Oh God no, oh no. This is one of the worst things affecting the whole transgender situation because it is ruining all kinds of gender and gender-bending expression. It is actually policing gender roles rather than helping to create a world more healthy for transgender people.

TV shows are getting taken down because of this mentality. Crossdressing for fun is in no way offensive or harmful to transgender people. I'm sorry, but people need to realize when crossdressing isn't meant to mock or demean people.

People just need to learn the difference between presentation and gender identity. There's a difference between genderqueer and drag queen and transwoman and all of this. Men have every much of a right to women's clothing as transwomen and ciswomen.
AngelOfBlueRoses said:
And this is coming from someone who supports the LGBT movement.
Because it's better than the alternative.
an annoyed writer said:
As a transgender individual, I find drag queens to somewhat of an irritant because it kinda trivializes the problems we go through. Much of the time when you say that you're trans, some people seem to think that we're all drag queens or something and that can get quite annoying when you're just trying to get on with your life and get things done, because instead of a person with legitimate problems you're viewed as some sort of sexual fetishist. I never found them particularly humorous or amusing either, and those specific bugs bunny cartoons usually bothered me more than they made me laugh.
So, people can't have fun with gender-bending and are a problem because it "trivializes" being transgender for you?
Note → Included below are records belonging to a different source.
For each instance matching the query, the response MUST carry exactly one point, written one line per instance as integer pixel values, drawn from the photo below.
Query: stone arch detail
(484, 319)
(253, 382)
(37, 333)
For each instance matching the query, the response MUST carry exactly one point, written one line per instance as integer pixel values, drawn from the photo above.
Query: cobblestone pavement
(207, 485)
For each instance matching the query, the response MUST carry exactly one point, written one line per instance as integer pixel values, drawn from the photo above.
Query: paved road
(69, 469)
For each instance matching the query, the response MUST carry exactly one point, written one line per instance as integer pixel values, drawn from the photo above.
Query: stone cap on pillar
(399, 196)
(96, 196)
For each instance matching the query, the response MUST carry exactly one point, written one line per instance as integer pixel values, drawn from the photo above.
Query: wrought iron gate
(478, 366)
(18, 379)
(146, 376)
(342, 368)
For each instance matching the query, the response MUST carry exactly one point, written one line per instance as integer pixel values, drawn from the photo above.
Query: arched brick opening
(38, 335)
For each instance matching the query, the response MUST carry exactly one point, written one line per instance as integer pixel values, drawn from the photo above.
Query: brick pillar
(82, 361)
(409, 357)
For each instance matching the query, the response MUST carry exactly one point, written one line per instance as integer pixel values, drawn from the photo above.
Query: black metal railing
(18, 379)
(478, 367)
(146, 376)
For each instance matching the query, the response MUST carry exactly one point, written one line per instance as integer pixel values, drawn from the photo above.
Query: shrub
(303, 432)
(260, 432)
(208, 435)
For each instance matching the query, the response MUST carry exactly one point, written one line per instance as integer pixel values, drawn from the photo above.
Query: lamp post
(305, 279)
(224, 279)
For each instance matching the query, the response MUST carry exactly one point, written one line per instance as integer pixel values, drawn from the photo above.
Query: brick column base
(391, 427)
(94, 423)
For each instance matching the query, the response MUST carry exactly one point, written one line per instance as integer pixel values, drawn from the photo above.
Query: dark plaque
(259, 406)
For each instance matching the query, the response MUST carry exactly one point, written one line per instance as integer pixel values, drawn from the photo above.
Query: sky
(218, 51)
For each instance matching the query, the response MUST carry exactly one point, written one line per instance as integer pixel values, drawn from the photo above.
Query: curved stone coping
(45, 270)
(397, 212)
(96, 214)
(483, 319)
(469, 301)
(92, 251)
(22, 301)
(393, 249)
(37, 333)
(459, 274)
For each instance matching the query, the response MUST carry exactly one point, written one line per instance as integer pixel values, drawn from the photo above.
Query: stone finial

Because some people lump you in with drag queens? It isn't the fault of drag queens that people lump you in with them.

People should have a right to express their gender feelings freely, regardless of whether they're cisgender, transwomen, transmen, genderqueer, agender, third gender, androgyne, drag king, drag queen, or ect.

TheYellowCellPhone said:
If you are offended at something that exists mostly for laughs, you probably are taking life too seriously.
I do disagree with this common mentality on the internet that a joke doesn't mean anything.

Every joke has a message. And sometimes those messages can help to promote racist, sexist, homophobic, and transphobic norms.

That being said, neither drag kings or drag queens are a mockery of transgender people.